A decade later, Reddit's comment sorting still fails to do its job
Reddit started sorting comments by a method they call “best”[footnote]I won’t stop putting quotation marks around it. It’s not “the best” scoring method and having it call itself that makes it too big for its britches and makes me want to take it down a notch.[/footnote] around a decade ago.
The main problem it tries to solve, according to the blog post, is that the earliest comments tend to stay at the top for any reddit post. The “Best” sorting method fails at this objective miserably:
Today we’ll go over why it’s failing and how to fix it.

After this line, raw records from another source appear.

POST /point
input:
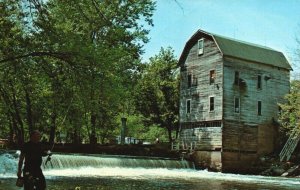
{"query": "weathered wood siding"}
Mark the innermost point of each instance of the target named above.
(260, 128)
(200, 67)
(203, 137)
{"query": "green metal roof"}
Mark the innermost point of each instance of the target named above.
(242, 50)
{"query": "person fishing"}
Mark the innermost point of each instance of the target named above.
(32, 152)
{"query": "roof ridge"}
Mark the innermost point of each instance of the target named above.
(244, 42)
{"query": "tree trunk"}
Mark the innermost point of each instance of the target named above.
(52, 128)
(29, 111)
(93, 138)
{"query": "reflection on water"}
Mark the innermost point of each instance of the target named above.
(90, 172)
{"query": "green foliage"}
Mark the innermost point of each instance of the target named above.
(290, 114)
(67, 67)
(156, 94)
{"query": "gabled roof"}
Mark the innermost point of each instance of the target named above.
(239, 49)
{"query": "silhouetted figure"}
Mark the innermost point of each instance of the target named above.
(32, 152)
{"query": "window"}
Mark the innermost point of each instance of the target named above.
(189, 80)
(188, 106)
(192, 80)
(236, 77)
(258, 81)
(200, 46)
(211, 103)
(259, 108)
(212, 76)
(279, 110)
(237, 105)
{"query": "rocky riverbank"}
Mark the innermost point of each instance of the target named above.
(266, 165)
(274, 167)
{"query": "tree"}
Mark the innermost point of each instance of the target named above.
(156, 94)
(290, 113)
(67, 63)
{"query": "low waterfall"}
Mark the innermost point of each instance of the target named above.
(61, 161)
(9, 162)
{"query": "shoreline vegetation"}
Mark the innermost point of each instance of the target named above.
(268, 165)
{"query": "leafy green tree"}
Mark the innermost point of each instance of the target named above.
(290, 113)
(156, 96)
(69, 64)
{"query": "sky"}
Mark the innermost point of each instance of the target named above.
(271, 23)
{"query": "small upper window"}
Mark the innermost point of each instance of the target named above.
(189, 80)
(211, 103)
(200, 46)
(212, 76)
(237, 105)
(192, 80)
(259, 108)
(258, 81)
(188, 106)
(236, 77)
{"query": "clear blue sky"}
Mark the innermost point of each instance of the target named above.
(272, 23)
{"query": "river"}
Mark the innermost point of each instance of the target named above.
(77, 171)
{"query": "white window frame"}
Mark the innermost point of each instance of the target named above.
(259, 111)
(210, 104)
(200, 46)
(188, 111)
(237, 110)
(212, 76)
(259, 82)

There’s a difference between a metric and a ranking
Lets say we have a score to each comment. When you open the comments on a post, they appear in a descending order of their score (best score at the top, lowest at the bottom). Evan Miller designed the “best” scoring method and laid out his reasoning in this blog post. He shows why naive scores are bad:
-
Raw Score (upvotes - downvotes) is bad because a comment with many votes might have a large score but a relatively low % of users who upvoted it. A comment with 4500 upvotes and 4000 downvotes would be scores above a comment with 400 upvotes and 0 downvotes.
-
Average Rating (upvotes / [upvotes + downvotes]) is bad for the opposite reason – posts with very few votes will have either a perfect or terrible score (due low sample size and sheer luck) and the overall ranking will vary wildly. Posts with many votes will tend toward their real score, which is generally less than perfect, so they won’t be at the top.
-
Reddit’s “Best” scoring method calculates the 95% statistical lower confidence bound of the upvote/downvote ratio. Read his blog post if you want the math. Better yet, I pulled up the actual reddit source code for you to see how it’s calculated.

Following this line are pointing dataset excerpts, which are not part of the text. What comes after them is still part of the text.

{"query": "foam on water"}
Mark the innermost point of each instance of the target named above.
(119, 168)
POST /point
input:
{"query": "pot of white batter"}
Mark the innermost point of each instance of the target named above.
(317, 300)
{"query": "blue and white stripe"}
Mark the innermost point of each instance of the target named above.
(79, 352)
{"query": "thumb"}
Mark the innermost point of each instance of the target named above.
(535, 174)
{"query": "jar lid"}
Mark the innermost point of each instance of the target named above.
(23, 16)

If you want to see what the “best” score looks like, I plotted the output for a post with a 85% upvote ratio from 0 to 100 votes:
We see that the score does converge to its true score, but it takes about 25 votes for it to get there. Below that number of votes, the comment has an artificially lower score due the best formula puinishing small sample sizes.
Feedback Loops
Here’s an observation: A comment sorted at the top gets seen by more people. But the converse is also true – comments sorted at the bottom won’t get seen by many readers, if any.
Feedback loops aren’t mentionned in Evan’s blog post, but they were on the mind of the designers if they wanted to avoid the “early comments stick at the top” problem. This is still a problem. Almost all comments posted after a comment has reached critical mass in the top ranking will have a hard time getting the ~25 with their score by simply never gathering a sufficient sample size of votes to have a chance to be read by anyone.

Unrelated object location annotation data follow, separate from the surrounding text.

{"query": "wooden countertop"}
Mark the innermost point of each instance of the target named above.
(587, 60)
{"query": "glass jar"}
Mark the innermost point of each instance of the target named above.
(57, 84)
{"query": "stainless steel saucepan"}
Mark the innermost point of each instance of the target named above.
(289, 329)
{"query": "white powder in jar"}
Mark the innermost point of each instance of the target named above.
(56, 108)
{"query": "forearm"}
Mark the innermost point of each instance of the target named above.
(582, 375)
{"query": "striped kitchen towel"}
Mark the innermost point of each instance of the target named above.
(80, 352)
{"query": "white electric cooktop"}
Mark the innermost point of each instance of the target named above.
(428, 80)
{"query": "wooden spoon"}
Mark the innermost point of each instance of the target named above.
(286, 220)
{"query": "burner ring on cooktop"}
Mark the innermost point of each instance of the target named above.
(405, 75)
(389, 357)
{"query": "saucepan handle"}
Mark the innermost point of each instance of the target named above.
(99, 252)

Here’s some more sources to convince you: the paper I linked in the introduction finds on average 30% of discussion in a reddit post is under a single top-level comment. Other researchers find that manipulating the first vote on the post to be an upvote/downvote has a large effect on final score. The popular r/AmItheAsshole subreddit ran its own little study and found that running all new posts in “contest” mode leads to better discussion quality.
The effect of this feedback loop is that the distribution of votes on comments follow a rough power-law distribution, even through the distribution of quality of comments clearly doesn’t. This means the discussion quality on reddit is worse than it should be.
A metric is not a ranking method
We discussed what metric to use for ranking here, but let’s remind ourselves that “descending ordering” is just one way to rank a list of scores among many.
The best way to fix a feedback loop problem like this is by using an exploration-exploitation framework. There are plenty of ways to do this, all of them giving new comments a chance while keeping the statistically “best” comments mostly at the top. This blog explored the topic and finds the Thompson sampling method performs best.